Friends, I pray that your Christian life is not a disaster waiting to happen. To us you might look safe and secure on the outside, but perhaps you’re vulnerable to the storms of false teaching. As people drive past, they might even comment on how well your house looks. Nice lines and features, a great paint job. Lot’s of makeup—and the ladies look good too! But when the Lord Jesus drives past he sees a house waiting to collapse in the next big storm of false teaching because it is not adequately prepared.
Look at verse 4, ‘I tell you this’, Paul says, ‘so that no-one may deceive you by fine sounding arguments’. The fine sounding words of false teachers will not penetrate a solid edifice, held firm by what the Lord Jesus has done on the cross. We will not be deceived by the philosophers of our age when our lives have grasped the gospel that Paul has explained to us. We are reconciled to God by faith in Jesus, and everything we need to maintain that relationship comes from Jesus mediating our cause before our Heavenly Father, and the Holy Spirit ministering to us each day.
Before Paul addresses the deceptive philosophy threatening the church, he tutors them in the gospel and he thanks God for their faith in Christ and their love for all the saints. There are many people these days taken in by scams and some lose enormous amounts of money. Recently, there have been scam appeals for the NSW flood victims. The Sydney Morning Herald reports that a woman ‘gave her credit card details to a man who phoned pretending to be collecting for flood victims’ (SMH, 26-9-09).
We dare not be swindled and lose the treasure of wisdom and knowledge that we have in Christ. We recognise a swindle by knowing the shape of the genuine gospel article. I have spoken to many people close to death. When the flesh divests itself of dignity as it approaches death, the state of soul is there for all to see. And often I can see what I haven’t seen before. I see the state of the heart that has always been known to God. With all my pastoral heart, I urge you to have a life firmly rooted in the gospel so no-one may deceive you with fine sounding arguments, so that you may continue to live with Christ in you, the hope of glory.

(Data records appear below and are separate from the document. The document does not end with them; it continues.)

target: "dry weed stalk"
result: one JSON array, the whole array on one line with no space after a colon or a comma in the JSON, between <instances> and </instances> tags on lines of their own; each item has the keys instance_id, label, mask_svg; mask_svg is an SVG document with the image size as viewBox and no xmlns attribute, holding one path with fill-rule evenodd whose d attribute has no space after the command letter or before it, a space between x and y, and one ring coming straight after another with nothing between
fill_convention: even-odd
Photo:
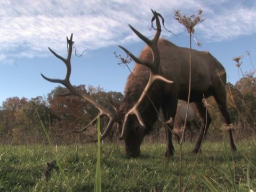
<instances>
[{"instance_id":1,"label":"dry weed stalk","mask_svg":"<svg viewBox=\"0 0 256 192\"><path fill-rule=\"evenodd\" d=\"M186 132L186 126L187 123L187 118L188 116L189 103L190 97L190 90L191 90L191 37L193 36L198 46L200 46L201 44L198 42L194 36L195 34L195 27L201 22L202 22L205 19L201 19L202 14L203 11L201 9L197 11L198 15L196 16L194 14L190 16L187 16L186 15L182 15L180 11L175 10L174 11L174 19L176 19L179 23L183 25L187 30L187 31L189 34L189 86L188 90L188 106L187 108L187 112L185 117L185 123L184 125L184 131L183 132L182 136L181 137L181 141L183 140L184 138L185 133ZM202 145L202 144L201 144ZM182 175L182 143L180 143L180 175L179 175L179 191L181 191L181 175ZM201 148L201 146L200 146ZM199 149L200 150L200 149ZM199 153L198 153L199 154ZM194 170L194 168L195 166L195 164L193 166L192 170ZM192 170L193 171L193 170ZM187 187L188 181L189 180L191 174L189 177L187 183L184 187L183 191L186 190L186 188Z\"/></svg>"}]
</instances>

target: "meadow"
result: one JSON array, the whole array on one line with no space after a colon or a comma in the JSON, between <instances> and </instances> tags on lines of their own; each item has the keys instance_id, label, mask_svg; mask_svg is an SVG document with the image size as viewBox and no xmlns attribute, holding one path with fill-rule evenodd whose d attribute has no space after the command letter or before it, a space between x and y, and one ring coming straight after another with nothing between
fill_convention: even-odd
<instances>
[{"instance_id":1,"label":"meadow","mask_svg":"<svg viewBox=\"0 0 256 192\"><path fill-rule=\"evenodd\" d=\"M206 141L194 166L196 155L191 153L194 144L185 142L182 147L182 188L186 191L255 191L255 142L236 144L238 150L231 155L228 145L228 153L225 152L223 142ZM179 191L180 146L175 143L174 147L174 156L165 158L165 143L144 143L139 158L127 158L123 145L102 144L102 191ZM55 146L72 191L94 190L97 148L95 143ZM67 191L58 170L53 171L49 181L41 179L46 163L55 158L50 146L0 146L0 191Z\"/></svg>"}]
</instances>

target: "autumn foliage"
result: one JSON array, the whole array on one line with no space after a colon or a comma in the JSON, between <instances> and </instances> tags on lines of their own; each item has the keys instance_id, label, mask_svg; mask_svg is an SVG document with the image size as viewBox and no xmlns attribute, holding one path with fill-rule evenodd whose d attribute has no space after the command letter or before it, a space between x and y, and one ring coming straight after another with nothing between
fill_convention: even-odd
<instances>
[{"instance_id":1,"label":"autumn foliage","mask_svg":"<svg viewBox=\"0 0 256 192\"><path fill-rule=\"evenodd\" d=\"M108 97L114 101L123 98L121 92L106 92L100 86L85 85L76 87L90 94L98 102L109 110L114 110ZM245 76L235 85L226 86L227 103L234 124L236 140L248 139L256 135L256 78ZM96 137L96 125L88 126L84 132L74 131L85 127L98 114L92 104L78 97L68 95L66 88L58 86L47 94L47 98L38 96L35 98L7 98L0 108L0 143L13 145L47 143L41 125L40 119L47 129L55 144L69 145L88 142ZM223 121L213 98L208 100L207 109L213 121L206 139L222 140ZM164 142L163 122L159 121L146 141ZM101 120L103 130L107 119ZM118 141L119 133L113 129L107 141ZM196 135L194 137L196 138Z\"/></svg>"}]
</instances>

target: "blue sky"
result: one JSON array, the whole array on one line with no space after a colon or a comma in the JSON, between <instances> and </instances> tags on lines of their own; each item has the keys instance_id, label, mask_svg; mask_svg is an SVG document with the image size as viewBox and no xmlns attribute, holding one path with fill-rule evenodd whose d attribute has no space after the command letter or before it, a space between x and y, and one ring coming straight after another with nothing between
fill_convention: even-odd
<instances>
[{"instance_id":1,"label":"blue sky","mask_svg":"<svg viewBox=\"0 0 256 192\"><path fill-rule=\"evenodd\" d=\"M179 34L163 30L161 37L184 47L189 46L189 36L173 18L173 11L190 15L202 9L206 19L196 26L195 36L202 45L193 42L193 48L210 51L225 67L231 83L241 77L233 57L244 55L244 72L252 69L246 51L256 61L255 1L4 0L0 7L0 104L14 96L46 97L58 85L40 74L65 77L64 64L47 47L66 57L66 36L71 33L78 53L85 51L82 57L72 57L71 83L123 93L130 72L117 65L113 53L124 55L117 46L121 45L139 54L145 43L128 24L152 36L150 9L163 15L167 28Z\"/></svg>"}]
</instances>

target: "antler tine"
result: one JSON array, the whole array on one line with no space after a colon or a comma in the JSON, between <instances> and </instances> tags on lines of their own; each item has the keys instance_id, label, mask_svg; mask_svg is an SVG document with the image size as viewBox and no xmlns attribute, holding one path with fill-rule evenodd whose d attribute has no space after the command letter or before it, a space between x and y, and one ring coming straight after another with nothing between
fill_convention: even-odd
<instances>
[{"instance_id":1,"label":"antler tine","mask_svg":"<svg viewBox=\"0 0 256 192\"><path fill-rule=\"evenodd\" d=\"M140 123L140 124L143 127L145 127L145 124L142 119L141 115L138 109L138 107L141 102L141 101L144 98L145 95L147 94L147 92L149 89L150 87L152 85L152 84L155 82L155 81L157 79L159 79L163 81L168 83L172 83L173 82L170 81L166 78L160 76L155 75L158 72L158 68L159 68L159 63L160 62L160 54L159 53L159 50L157 46L157 42L160 37L160 34L161 33L161 26L160 24L160 21L158 18L158 14L156 11L154 11L153 10L151 10L155 19L156 19L156 26L157 29L155 35L155 36L153 40L150 41L148 38L142 35L136 29L135 29L133 27L130 26L132 30L134 32L134 33L137 35L139 37L140 37L142 41L145 42L148 45L150 48L152 55L153 56L153 62L149 62L145 60L139 59L135 57L132 54L130 53L125 48L120 46L121 49L122 49L126 54L128 54L131 58L137 63L139 64L141 64L143 65L146 65L150 69L150 73L149 76L149 79L148 80L148 83L147 84L144 91L143 91L140 97L138 102L135 103L135 105L127 113L124 117L124 122L123 123L123 128L122 131L121 135L120 136L120 140L123 140L124 139L124 136L126 134L127 131L127 125L126 125L126 122L128 118L128 116L131 114L134 114L137 117L137 118Z\"/></svg>"},{"instance_id":2,"label":"antler tine","mask_svg":"<svg viewBox=\"0 0 256 192\"><path fill-rule=\"evenodd\" d=\"M158 13L155 11L151 10L152 13L153 13L155 18L156 18L156 22L157 29L155 35L155 36L152 40L149 40L147 37L145 37L144 35L141 34L139 32L137 29L135 29L133 27L129 25L129 27L132 30L132 31L143 42L145 42L151 49L152 52L152 55L153 55L153 61L150 62L147 60L145 60L142 59L140 59L134 56L132 53L130 52L127 49L124 47L118 45L118 46L121 48L124 51L137 63L141 64L147 66L150 70L152 71L153 74L156 74L158 71L159 67L159 61L160 61L160 56L158 52L158 49L157 47L157 41L160 37L161 34L161 25L160 24L160 21L158 17Z\"/></svg>"},{"instance_id":3,"label":"antler tine","mask_svg":"<svg viewBox=\"0 0 256 192\"><path fill-rule=\"evenodd\" d=\"M50 51L51 51L51 52L52 53L52 54L53 54L57 58L62 60L65 63L65 65L67 68L67 74L66 75L65 78L63 79L50 78L46 77L42 74L41 74L41 75L43 77L43 78L44 78L45 80L47 80L50 82L59 83L62 84L68 89L70 93L71 93L72 94L74 94L75 95L80 97L83 99L85 99L86 101L93 104L100 111L100 113L99 115L97 116L97 117L95 118L94 118L92 122L91 122L89 123L89 125L90 124L93 123L94 122L95 122L99 117L106 116L109 118L109 121L107 126L106 130L101 137L101 140L105 138L106 138L106 137L107 135L107 134L110 131L111 129L112 128L112 125L114 124L114 119L115 118L115 117L116 116L116 114L114 113L112 113L111 111L107 110L107 109L105 109L101 105L100 105L99 103L96 102L90 95L86 94L85 93L84 93L79 91L71 84L69 78L71 74L70 60L71 60L71 56L72 54L73 44L74 43L72 41L73 37L73 34L71 34L70 39L69 39L67 37L67 42L68 44L68 56L67 57L67 59L64 59L63 57L62 57L61 56L56 53L54 51L52 50L50 47L48 47ZM83 130L84 130L84 129L84 129Z\"/></svg>"}]
</instances>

Paul looked at the Colossian church and he saw something there worth fighting for. He saw an orderly church composed of people who were strong in their faith. Even though the believers were being attacked by false teaching, they were responding in victory. They were holding their order and standing firm. And so Paul commends them in verse 5, ‘I am present with you in spirit and delight to see how orderly you are and how firm your faith in Christ is’. We have something worth fighting for: let us hold our order and may our faith stand firm in Christ, for in him we have the victory.